Through the twenty years that he lived with and finally died from Huntington’s, my fountain pen bled ink. Now I wrote down fear, anger and remorse, tears, forgiveness, and reconciliation, courage, laughter, and love. Now I wrote, and will continue to write, as Seamus Heaney describes poetry, “truth told slant.” That slant tells me what I need to know, what I fear to know, and, over and over again, what I long to know, that God’s abiding grace falls indiscriminately over our flawed and blessedly, beautifully ordinary lives.
––Carol White Kelly writes poetry in Seattle.
A MAGICIAN:
I have always had a desire/need to “play.” It goes as far back as I can remember. It is play for me. I can still remember what it turned me on as a kid and I get to do the same things now as an adult to hopefully delight other kids. . . grown or otherwise. I do a magic trick where the handkerchief gets stuck on my hand and I can’t shake it off. It is an effect I would have loved as a kid and I always hear at least a few kids cracking up at my antics. I see myself in those kids. That is me as a child. For some reason it is very satisfying to experience this.

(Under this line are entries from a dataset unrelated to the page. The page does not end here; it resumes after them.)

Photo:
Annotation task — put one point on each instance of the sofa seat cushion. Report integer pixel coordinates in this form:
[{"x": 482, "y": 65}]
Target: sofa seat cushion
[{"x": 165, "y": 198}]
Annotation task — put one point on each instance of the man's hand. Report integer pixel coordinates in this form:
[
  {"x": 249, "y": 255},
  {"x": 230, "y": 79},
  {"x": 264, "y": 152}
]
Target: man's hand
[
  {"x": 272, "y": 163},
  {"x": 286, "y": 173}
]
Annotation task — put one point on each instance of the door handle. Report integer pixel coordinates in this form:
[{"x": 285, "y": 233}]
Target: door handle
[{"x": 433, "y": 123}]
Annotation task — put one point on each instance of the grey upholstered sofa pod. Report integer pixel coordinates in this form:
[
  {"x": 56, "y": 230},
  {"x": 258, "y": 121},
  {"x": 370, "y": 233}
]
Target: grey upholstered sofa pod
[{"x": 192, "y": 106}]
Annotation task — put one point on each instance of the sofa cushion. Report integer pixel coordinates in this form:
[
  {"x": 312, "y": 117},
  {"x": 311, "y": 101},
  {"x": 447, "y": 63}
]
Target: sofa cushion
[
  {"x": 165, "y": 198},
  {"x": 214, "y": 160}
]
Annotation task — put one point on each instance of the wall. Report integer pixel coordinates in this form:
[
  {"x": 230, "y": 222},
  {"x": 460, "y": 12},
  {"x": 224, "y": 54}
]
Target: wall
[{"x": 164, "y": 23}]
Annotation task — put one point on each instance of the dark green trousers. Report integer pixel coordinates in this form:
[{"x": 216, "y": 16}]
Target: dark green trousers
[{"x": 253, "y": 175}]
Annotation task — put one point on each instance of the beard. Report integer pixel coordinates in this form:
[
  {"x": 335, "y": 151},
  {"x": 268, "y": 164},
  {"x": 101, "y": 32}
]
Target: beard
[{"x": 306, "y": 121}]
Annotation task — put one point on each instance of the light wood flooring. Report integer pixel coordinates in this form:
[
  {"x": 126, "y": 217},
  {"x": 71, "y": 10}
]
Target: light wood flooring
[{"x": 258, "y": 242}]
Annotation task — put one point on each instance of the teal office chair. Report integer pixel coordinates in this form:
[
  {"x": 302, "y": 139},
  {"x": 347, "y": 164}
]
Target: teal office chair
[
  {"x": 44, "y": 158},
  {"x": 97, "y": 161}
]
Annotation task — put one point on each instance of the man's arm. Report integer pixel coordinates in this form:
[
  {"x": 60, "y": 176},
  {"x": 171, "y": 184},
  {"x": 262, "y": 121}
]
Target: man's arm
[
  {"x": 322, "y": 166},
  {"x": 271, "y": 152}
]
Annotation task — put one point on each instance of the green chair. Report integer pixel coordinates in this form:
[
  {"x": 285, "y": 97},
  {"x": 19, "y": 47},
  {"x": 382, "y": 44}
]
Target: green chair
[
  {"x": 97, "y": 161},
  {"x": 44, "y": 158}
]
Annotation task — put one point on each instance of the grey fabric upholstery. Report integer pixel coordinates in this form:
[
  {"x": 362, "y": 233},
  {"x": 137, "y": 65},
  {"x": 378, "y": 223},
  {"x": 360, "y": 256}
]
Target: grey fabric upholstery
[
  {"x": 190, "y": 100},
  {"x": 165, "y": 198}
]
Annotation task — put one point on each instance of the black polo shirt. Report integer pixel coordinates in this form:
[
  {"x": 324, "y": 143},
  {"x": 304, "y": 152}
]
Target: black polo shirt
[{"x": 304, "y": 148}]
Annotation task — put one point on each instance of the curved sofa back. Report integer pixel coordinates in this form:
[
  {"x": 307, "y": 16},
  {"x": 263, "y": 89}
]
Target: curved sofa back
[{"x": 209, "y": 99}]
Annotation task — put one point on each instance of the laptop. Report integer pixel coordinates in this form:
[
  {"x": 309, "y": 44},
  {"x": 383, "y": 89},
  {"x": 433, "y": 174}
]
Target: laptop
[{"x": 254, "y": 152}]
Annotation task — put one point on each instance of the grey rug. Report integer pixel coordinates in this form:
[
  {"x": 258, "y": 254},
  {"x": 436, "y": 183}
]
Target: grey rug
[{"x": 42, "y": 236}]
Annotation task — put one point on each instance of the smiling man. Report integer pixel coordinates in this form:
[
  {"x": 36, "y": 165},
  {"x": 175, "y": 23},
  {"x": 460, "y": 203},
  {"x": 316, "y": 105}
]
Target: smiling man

For a long time I felt like a “freak” in the Christian circles. Now I don’t really care. My interests have opened doors for witnessing and evangelism. I have always loved hockey. I taught my son and son in law how to play. We have had an effect being a witness to other hockey players even to the point of saying the closing prayer at a marriage where the bride and groom walked out of the marriage ceremony under a “canopy” of upraised hockey sticks. Traditional “safe” Christians would never have had this opportunity. I became interested in performing magic. It opened doors for me working with gangs in Chicago working with David Wilkerson. It disarmed a couple potentially dangerous situations where I was now considered “cool” after performing a couple tricks. It made me welcome where I would have otherwise been considered an outsider.
Playing hockey, juggling and doing tricks are things that I occasionally NEED to do to stay on an even keel. They are like pressure relief valves in my life. I used to apologize for having these needs, but now I come to acknowledge them as “gifts” from God. They are just what I am. To deny these needs is to deny part of who I am.
—Gary McKibben (sometimes called “Professor Gizmo”), is a magician, juggler, and hockey player.
A NOVELIST:
I write because that’s what I enjoy doing. I’m reading John Piper’s Desiring God right now, so I think my answer [to this Forum question] would probably be that in doing so, I take delight in our Lord. Tolkien discusses this in On Fairy Stories, how any creation by an artist is really a sub-creation of the true Creation. When I write, I take delight in being a part of our Lord’s Creation.
—Matthew Winslow is working on novels in Seattle, Washington.